In contrast to the humour of Lucian and Apuleius, we may place that of the Emperor Julian, an ascetic and devotee, who was nephew of Constantine the Great, and brought up a Christian. Julian’s early life was spent in terror, for Constantius, Constantine’s son, imprisoned him at Milan, after having put his elder brother to death. Perhaps this treatment at the hands of a Christian may have prejudiced him against the new religion, or his mild disposition may have been scandalized at the fierceness of theological controversies, or at the lives of many of the converts. His early education and experiences of life were more inclined to imbue him with principles of toleration than to make him a zealous Christian, and, finally, when he arrived at the age of twenty, he determined to return back into Paganism. This retrograde movement, not altogether out of keeping with his quaint character and love of antiquity, has stamped him with the opprobrious title of the “Apostate,” but in moral excellence he was superior to the age in which he lived. Many of his writings show a sense of humour, such as that he wrote in Lutetia (Paris) on “Barley wine” the drink of the Gauls.

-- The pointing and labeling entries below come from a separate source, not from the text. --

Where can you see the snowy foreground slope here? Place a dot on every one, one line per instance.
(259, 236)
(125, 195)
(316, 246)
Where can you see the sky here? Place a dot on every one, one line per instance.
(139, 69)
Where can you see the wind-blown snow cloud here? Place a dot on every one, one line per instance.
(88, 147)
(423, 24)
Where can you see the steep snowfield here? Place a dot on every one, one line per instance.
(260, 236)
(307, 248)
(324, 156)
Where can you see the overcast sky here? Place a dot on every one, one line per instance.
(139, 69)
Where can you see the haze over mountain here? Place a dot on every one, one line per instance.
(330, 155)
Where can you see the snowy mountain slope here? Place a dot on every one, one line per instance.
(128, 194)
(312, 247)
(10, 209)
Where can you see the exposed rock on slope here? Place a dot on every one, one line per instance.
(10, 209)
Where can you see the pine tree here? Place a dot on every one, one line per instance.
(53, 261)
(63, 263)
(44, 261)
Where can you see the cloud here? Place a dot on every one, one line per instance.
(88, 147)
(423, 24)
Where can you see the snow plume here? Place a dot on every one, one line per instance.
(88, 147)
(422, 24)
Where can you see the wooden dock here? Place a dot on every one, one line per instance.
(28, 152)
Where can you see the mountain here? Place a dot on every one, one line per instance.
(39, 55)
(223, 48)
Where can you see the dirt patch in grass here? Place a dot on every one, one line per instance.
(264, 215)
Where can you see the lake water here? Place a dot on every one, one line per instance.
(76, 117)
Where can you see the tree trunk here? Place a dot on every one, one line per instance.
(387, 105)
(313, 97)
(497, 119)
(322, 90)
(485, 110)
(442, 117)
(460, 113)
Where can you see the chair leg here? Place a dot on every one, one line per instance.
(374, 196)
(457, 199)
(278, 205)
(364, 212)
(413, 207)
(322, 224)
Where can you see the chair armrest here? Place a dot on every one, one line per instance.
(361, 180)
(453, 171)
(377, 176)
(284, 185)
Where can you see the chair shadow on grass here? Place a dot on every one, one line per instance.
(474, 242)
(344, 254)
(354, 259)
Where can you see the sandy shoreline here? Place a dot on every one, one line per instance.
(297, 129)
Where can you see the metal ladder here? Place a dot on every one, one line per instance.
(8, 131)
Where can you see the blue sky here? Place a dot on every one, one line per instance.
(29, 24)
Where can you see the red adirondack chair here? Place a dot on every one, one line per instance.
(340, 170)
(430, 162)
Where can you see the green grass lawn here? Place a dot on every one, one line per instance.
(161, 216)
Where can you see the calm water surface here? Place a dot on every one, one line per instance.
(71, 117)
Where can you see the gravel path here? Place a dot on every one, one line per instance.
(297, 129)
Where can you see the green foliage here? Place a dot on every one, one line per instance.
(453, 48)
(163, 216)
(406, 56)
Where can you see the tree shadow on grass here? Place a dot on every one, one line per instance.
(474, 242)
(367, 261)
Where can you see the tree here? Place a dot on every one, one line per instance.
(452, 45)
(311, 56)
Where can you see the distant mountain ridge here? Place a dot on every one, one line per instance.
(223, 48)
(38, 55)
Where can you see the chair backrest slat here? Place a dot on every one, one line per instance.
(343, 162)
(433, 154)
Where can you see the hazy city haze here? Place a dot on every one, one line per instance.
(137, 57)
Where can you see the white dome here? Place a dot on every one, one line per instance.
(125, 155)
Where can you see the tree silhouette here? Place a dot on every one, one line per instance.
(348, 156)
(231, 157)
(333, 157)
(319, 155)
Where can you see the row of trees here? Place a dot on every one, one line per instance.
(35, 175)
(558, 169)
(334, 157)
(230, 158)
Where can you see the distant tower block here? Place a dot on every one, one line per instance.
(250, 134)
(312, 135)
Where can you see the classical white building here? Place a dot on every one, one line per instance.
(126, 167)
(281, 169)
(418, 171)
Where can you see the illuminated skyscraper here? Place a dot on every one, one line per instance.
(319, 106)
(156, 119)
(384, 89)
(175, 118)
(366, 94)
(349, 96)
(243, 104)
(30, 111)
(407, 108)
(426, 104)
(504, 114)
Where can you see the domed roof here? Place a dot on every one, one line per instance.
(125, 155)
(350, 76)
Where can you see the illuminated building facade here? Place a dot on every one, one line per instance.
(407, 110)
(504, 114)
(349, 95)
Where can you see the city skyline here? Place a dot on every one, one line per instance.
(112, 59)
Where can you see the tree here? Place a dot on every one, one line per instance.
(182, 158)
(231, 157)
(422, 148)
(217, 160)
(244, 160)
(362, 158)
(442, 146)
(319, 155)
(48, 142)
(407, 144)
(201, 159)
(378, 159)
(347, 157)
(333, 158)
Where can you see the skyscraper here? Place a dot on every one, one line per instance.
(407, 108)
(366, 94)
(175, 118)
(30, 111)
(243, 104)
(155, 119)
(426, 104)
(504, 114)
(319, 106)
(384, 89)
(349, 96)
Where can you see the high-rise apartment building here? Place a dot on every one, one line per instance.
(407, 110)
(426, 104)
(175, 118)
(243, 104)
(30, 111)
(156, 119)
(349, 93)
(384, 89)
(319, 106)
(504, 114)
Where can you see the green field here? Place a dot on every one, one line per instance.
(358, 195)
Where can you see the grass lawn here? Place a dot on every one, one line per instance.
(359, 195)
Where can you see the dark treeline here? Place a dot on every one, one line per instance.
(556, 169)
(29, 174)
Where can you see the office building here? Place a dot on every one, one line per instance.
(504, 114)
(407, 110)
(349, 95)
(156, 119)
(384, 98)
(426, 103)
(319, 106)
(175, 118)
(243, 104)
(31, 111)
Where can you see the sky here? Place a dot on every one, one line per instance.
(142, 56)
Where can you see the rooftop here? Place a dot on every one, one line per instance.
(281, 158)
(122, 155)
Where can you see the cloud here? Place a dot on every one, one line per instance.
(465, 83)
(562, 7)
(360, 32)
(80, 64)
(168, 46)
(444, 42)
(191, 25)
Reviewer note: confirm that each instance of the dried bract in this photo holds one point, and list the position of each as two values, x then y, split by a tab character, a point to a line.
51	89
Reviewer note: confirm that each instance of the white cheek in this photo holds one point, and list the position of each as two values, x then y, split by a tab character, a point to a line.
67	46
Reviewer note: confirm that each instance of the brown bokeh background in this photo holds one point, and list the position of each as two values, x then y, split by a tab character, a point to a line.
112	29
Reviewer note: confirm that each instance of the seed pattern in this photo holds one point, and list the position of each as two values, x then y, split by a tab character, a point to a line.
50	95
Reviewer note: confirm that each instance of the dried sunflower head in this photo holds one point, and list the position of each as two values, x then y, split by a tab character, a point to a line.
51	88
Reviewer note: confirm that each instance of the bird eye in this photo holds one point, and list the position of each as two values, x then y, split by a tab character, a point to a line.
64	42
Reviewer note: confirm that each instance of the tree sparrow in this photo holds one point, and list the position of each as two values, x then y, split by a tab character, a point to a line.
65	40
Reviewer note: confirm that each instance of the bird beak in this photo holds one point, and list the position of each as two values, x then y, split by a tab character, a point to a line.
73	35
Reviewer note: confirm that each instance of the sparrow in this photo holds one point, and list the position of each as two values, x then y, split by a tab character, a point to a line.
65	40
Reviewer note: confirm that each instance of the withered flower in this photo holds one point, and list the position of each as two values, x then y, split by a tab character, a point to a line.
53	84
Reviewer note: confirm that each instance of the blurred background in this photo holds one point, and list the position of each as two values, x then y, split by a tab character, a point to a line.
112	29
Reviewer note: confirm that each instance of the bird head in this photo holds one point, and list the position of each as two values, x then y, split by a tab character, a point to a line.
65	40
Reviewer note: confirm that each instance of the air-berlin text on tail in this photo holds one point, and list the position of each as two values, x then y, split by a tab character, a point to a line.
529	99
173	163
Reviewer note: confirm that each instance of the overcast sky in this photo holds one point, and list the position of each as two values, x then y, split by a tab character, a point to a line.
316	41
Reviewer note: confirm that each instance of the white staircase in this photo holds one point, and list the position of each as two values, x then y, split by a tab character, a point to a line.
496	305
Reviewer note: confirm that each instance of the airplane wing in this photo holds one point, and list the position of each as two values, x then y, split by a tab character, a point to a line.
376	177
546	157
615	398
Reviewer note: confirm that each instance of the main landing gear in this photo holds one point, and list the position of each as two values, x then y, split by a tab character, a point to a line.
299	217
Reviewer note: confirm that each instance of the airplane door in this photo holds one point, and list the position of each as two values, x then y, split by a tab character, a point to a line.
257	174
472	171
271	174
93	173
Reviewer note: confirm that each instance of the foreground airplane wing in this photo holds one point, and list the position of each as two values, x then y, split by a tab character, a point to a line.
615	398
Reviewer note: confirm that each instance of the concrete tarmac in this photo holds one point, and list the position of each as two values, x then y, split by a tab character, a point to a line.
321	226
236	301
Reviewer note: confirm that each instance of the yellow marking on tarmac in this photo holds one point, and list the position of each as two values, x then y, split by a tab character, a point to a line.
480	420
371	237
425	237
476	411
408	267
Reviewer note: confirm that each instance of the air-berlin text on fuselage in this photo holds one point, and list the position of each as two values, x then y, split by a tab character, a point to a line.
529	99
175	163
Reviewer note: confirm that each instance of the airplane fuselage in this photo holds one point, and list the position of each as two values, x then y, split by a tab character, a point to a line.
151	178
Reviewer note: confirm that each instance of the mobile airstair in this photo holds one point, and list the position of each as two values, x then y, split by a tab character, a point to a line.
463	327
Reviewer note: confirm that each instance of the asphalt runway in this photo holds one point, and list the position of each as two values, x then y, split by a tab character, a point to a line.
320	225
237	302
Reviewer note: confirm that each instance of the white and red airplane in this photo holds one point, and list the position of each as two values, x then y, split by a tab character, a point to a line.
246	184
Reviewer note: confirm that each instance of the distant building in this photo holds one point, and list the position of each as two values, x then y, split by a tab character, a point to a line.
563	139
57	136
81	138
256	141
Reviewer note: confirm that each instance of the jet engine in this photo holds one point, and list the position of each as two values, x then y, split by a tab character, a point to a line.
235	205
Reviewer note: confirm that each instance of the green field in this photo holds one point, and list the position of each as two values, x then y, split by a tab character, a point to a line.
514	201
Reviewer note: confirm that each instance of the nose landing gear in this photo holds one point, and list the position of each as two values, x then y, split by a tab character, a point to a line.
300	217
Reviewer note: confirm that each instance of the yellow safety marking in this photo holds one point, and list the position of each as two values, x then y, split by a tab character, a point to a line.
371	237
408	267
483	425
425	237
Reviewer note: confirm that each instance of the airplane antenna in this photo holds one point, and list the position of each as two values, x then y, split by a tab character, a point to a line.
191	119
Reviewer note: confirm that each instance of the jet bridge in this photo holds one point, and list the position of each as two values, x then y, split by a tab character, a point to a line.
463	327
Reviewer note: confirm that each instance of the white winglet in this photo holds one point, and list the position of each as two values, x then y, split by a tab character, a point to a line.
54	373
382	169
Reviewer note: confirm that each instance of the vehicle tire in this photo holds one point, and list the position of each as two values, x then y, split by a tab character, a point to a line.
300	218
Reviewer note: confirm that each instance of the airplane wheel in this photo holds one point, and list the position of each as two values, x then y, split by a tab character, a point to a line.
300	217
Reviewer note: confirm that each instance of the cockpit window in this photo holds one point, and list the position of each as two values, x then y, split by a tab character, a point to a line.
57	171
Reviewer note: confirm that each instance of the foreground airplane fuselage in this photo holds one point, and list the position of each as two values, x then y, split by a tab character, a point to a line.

“Who and whence art thou, Dionyse?
for, by true Bacchus
I know thee not, but Jove’s
great son alone,
He smells of nectar, thou of goats,
truly the Celts
For want of grapes made thee of
ears of corn;
Wherefore thou shouldst be Cereal
called, not Bacchus,
Pyrogenes and Bromos, not Bromion."[27]
Julian’s principal work is on the Caesars. He commences it by saying that he is not addicted to jesting, but he will relate a sort of fable in which all the gods and Caesars are called to a great banquet. Accordingly, he introduces various characters. Julius Caesar seems in his pride to wish to dispute the throne even with Jupiter. Augustus he compares to a chameleon, sometimes one colour, sometimes another; one moment a visage full of sorrow, another smiling.
Tiberius has a fierce countenance, and shows the marks of intemperance and debauchery. “Take care he does not pull your ear,” says Bacchus, “for thus he treated a grammarian.” “He had better,” returned Silenus, “bemoan himself in his solitary island, and tear the face of some miserable fisherman."[28]